With the advent of technology, trading has evolved with superfast computers trading with each other at unimaginable speeds every second today. Traders have developed several tools to keep up with this high speed of the trading business. One such term is the volatility of a stock. The volatility of an underlying stock measures the risk of the security of the stock. Volatility is often measured as either the standard deviation or variance between annualized returns over a given period of time from the same security or market index.
Volatility indicates the pricing behavior of the security and helps estimate the fluctuations that may happen in a short period of time. There are several ways to measure volatility, including beta coefficients, option pricing models, and standard deviations of returns. Even though there are several ways to measure volatility, options traders generally work with two metrics: implied volatility and historical volatility. Volatility is an important variable for calculating options prices. A more volatile underlying stock is considered to be riskier as the price is less predictable. The article below provides the reader with information about implied volatility and historical volatility and the difference between them.
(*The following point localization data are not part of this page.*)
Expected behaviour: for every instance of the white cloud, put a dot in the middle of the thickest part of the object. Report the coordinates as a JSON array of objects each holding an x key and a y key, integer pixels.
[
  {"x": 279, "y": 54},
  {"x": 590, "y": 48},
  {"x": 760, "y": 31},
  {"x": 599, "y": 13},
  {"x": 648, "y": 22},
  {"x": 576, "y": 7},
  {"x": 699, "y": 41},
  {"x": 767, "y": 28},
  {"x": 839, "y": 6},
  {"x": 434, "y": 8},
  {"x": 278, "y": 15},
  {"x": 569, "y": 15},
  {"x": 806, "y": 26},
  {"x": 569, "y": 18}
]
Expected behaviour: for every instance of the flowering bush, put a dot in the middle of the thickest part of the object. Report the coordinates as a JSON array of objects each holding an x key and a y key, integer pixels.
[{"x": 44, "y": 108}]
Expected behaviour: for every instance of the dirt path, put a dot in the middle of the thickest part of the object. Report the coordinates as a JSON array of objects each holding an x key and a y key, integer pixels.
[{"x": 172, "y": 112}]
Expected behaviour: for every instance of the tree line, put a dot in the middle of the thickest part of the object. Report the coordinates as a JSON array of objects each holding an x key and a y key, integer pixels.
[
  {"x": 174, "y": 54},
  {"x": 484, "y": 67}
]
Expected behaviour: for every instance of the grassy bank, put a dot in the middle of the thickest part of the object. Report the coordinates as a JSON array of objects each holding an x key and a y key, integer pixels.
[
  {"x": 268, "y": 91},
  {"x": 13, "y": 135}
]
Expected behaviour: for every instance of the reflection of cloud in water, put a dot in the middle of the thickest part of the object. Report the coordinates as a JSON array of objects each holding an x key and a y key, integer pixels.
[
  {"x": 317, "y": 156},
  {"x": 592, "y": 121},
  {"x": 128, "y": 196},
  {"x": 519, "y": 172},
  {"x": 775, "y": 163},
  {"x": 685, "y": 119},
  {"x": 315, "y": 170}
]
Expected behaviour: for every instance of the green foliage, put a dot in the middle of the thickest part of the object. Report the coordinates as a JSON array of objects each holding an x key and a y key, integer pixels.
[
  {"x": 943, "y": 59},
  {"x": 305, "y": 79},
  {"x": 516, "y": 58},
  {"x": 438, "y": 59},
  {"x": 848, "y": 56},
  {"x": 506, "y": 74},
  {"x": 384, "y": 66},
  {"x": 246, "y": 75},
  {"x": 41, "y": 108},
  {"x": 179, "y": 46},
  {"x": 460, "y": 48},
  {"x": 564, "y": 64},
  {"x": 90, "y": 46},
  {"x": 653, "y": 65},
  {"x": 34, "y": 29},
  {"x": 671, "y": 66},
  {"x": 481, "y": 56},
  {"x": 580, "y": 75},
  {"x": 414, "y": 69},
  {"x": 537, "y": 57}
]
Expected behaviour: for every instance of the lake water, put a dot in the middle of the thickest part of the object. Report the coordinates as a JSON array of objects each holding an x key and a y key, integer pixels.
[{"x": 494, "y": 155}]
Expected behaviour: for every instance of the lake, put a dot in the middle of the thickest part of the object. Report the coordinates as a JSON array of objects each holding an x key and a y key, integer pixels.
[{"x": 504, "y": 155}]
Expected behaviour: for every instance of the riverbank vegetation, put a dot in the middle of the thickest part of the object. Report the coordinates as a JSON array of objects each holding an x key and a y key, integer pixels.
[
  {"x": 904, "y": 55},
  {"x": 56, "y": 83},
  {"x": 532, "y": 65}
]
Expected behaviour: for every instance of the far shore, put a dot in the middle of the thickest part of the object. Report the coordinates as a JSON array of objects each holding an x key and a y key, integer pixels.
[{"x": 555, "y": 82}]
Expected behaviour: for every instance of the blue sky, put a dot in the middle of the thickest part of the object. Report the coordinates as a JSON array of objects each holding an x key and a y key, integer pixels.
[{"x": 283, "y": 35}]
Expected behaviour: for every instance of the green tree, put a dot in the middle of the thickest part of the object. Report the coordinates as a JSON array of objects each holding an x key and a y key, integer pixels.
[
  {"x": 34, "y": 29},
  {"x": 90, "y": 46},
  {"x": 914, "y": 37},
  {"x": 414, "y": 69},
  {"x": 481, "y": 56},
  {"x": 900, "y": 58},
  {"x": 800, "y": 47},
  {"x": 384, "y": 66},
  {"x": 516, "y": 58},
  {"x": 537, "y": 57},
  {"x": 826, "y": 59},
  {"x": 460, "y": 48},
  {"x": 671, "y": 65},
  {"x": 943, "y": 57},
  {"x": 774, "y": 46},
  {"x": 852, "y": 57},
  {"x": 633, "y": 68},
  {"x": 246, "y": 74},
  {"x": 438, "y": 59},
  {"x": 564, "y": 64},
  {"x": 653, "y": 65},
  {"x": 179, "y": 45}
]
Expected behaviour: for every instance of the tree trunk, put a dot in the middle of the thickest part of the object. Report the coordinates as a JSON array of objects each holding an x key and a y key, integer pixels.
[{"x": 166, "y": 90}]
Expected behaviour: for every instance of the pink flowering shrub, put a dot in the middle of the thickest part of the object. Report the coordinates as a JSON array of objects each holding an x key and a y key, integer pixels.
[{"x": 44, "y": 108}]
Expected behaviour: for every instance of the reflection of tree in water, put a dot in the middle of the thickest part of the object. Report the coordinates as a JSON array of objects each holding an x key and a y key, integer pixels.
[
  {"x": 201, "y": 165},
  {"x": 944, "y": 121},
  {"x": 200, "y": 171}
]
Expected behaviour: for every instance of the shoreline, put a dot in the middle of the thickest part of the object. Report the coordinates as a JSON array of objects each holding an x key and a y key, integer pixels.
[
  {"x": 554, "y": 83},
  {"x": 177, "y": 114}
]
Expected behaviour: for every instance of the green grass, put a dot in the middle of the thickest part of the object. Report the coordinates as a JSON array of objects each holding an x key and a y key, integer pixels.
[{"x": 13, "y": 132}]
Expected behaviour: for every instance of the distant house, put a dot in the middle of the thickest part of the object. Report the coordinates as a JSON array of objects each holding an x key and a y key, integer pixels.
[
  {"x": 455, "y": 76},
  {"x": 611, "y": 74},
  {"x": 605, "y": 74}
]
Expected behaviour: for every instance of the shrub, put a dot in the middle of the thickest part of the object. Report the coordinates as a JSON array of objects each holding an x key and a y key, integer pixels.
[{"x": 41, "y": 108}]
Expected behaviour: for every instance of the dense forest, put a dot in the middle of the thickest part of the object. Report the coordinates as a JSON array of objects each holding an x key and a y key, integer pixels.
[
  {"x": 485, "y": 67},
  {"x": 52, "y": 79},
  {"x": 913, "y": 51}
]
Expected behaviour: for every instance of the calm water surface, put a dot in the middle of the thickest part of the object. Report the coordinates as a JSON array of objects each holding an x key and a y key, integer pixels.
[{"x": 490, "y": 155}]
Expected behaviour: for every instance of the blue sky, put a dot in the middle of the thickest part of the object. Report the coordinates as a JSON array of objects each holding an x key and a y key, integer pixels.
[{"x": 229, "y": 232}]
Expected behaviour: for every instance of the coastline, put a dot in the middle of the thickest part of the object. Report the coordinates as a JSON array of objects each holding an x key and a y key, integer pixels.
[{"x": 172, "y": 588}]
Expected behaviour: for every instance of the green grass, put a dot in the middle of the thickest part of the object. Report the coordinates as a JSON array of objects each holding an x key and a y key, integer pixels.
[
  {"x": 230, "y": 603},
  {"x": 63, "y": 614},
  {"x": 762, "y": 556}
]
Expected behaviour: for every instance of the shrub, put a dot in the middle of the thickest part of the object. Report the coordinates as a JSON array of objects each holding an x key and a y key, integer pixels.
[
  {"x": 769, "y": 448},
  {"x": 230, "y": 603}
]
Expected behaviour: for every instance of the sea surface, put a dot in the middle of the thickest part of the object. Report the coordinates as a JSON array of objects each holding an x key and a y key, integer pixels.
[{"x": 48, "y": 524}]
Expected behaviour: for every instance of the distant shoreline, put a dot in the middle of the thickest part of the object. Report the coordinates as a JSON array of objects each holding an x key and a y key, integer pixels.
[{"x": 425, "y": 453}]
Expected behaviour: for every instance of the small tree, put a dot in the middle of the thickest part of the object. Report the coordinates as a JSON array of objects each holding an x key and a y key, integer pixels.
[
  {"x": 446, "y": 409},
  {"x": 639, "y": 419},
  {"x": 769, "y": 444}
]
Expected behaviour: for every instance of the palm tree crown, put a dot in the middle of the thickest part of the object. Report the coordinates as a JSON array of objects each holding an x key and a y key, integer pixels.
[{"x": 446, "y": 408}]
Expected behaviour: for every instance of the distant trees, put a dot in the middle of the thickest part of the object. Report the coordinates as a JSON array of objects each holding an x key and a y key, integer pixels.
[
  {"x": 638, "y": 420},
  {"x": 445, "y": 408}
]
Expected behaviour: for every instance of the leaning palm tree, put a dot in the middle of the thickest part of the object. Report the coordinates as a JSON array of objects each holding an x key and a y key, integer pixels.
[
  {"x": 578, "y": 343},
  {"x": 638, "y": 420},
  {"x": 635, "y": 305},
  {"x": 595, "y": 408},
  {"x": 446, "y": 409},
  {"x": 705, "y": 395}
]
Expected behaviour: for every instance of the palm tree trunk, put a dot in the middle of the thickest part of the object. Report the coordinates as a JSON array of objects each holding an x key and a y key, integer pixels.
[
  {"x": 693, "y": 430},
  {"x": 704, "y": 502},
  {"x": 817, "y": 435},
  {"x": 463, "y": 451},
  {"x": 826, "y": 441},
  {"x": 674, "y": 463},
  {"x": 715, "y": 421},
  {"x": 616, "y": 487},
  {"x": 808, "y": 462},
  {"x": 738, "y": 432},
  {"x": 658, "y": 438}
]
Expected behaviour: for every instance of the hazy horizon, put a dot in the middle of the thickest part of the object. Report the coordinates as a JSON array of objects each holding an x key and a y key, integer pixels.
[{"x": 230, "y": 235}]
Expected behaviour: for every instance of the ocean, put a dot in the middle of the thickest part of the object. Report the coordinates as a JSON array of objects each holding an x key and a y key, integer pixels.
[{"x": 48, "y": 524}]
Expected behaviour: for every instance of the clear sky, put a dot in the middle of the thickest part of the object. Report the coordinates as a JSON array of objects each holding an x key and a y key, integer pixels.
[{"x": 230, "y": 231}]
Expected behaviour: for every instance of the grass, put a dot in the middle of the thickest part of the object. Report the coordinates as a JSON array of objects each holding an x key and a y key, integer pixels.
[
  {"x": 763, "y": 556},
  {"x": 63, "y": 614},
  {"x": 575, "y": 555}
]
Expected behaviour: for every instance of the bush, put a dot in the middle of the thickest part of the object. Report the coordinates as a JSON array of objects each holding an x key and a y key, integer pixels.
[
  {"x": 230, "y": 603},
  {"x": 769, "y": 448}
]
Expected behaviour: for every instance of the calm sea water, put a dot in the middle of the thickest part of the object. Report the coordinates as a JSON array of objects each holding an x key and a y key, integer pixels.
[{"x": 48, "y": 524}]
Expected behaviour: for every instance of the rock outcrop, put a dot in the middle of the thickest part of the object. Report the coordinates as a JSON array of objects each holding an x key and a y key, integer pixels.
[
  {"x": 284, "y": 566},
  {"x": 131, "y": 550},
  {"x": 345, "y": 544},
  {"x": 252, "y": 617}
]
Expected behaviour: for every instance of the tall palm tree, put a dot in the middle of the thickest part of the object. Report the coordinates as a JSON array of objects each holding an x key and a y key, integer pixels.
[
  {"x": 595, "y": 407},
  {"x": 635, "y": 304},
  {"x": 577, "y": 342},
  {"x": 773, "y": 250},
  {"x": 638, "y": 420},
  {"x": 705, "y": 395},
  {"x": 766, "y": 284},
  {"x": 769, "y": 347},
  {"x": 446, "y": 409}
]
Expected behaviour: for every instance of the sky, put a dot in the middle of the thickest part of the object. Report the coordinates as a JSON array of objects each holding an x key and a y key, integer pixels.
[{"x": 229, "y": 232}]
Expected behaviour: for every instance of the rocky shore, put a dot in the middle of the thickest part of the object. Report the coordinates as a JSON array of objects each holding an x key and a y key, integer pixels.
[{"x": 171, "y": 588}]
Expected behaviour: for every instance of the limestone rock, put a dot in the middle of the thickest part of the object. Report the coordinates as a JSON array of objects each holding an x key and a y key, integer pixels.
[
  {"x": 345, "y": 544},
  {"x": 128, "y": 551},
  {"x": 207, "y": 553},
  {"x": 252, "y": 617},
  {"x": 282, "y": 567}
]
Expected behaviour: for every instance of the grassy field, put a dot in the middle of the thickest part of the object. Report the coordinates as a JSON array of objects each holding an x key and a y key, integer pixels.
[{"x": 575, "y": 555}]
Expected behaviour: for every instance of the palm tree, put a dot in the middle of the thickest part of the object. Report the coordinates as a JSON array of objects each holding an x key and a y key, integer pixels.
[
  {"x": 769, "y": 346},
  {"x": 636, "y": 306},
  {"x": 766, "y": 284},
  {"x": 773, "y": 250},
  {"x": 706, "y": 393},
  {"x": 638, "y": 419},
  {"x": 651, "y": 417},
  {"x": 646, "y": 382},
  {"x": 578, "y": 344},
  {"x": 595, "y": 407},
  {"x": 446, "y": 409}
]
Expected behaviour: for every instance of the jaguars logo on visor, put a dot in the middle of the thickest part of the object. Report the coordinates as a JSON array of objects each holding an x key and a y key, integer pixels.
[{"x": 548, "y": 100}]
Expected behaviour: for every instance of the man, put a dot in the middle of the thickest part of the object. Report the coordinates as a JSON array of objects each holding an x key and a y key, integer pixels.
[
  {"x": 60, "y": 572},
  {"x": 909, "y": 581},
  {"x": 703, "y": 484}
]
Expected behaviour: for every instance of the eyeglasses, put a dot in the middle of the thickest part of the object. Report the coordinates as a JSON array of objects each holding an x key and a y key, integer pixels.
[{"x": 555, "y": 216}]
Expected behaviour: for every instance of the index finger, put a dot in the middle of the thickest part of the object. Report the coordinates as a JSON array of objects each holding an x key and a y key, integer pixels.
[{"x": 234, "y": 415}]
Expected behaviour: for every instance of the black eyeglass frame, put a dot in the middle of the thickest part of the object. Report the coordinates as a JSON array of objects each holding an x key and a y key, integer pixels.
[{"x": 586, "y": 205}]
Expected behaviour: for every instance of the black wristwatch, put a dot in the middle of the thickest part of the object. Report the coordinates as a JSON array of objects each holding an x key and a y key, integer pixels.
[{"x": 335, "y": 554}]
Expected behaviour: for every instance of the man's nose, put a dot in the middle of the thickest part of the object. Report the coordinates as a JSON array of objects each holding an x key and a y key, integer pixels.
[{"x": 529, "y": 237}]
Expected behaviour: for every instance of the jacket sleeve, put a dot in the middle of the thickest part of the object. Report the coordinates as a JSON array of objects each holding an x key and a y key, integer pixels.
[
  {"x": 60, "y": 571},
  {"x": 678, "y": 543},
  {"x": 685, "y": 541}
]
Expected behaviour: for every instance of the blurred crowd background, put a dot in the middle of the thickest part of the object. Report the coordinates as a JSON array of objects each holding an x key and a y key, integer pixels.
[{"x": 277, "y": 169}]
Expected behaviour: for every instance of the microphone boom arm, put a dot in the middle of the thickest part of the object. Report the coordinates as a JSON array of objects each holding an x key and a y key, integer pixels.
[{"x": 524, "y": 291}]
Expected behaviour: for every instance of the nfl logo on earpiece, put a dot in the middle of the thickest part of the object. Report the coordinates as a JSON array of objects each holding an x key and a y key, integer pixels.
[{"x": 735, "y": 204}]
What is Historical Volatility?
When you are researching about a company, what would you check out first? The fluctuations in its returns over a period of time historically, right? Historical volatility gauges the fluctuations of underlying securities by measuring price changes over predetermined periods of time. Depending on the intended duration of the options trade, Historical volatility can be measured in increments ranging anywhere from 10 to 180 trading days. By comparing the percentage changes over longer periods of time, investors can gain insights on relative values for the intended time frames of their options trades
- When a security’s Historical Volatility is rising, or higher than normal, it means prices are moving up and down farther/more quickly than usual and is an indication that something is expected to change, or has already changed, regarding the underlying security (i.e. uncertainty). You may want to research/monitor the security more closely.
- When a security’s Historical Volatility is falling, things are returning back to normal (i.e. uncertainty has been removed).
What is Implied Volatility?
While historical volatility looks at the past records, Implied Volatility(IV) allows Options Traders to make a determination of just how volatile the market will be going forward. Implied volatility comes from the price of an option and represents its volatility in the future. Because it is implied, traders can’t use past performance as an indicator of future performance. Instead, they have to estimate the potential of the option in the market. An option’s Implied Volatility can help serve as a measure of how cheap or expensive it is. Learn more about how to screen stocks using their Implied Volatility with MarketXLS here.
Frequently, an option that has a very large increase in implied volatility (exploding IV) is one where the company of the underlying stock has an announcement forthcoming, such as an earnings report or another major company pronouncement. Of the top 10 screen results that appeared in the exploding IV screen in December 2020, all 10 were scheduled to report earnings within the next 7 days. This suggests that companies reporting earnings will commonly experience an increase in implied volatility.
Relevance of Implied vs Historical volatility
When you are considering a particular options contract and are evaluating its volatility, one helpful strategy may be to look at a chart of an option’s implied volatility compared with its historical volatility. Consider the chart below, where a recent increase in implied volatility (orange line) in mid-March was followed by an increase in observed historical volatility (blue line) in mid-April.
A suitable example to understand their relevance would be that when implied volatility is significantly higher than the average historical levels, options premiums are assumed to be overvalued. Higher-than-average premiums shift the advantage to options writers, who can sell to open positions at inflated premiums indicative of high implied volatility levels. Under these circumstances, the objective is to close positions at a profit as volatility regresses back to average levels and the value of options premiums declines. Using this strategy, traders intend to sell high and buy low.
Options buyers, on the other hand, have an advantage when implied volatility is substantially lower than historical volatility levels, indicating undervalued premiums. In this situation, a return of volatility levels to the baseline average can result in higher premiums when options owners sell to close positions, following the standard trading objective of buying low and selling high.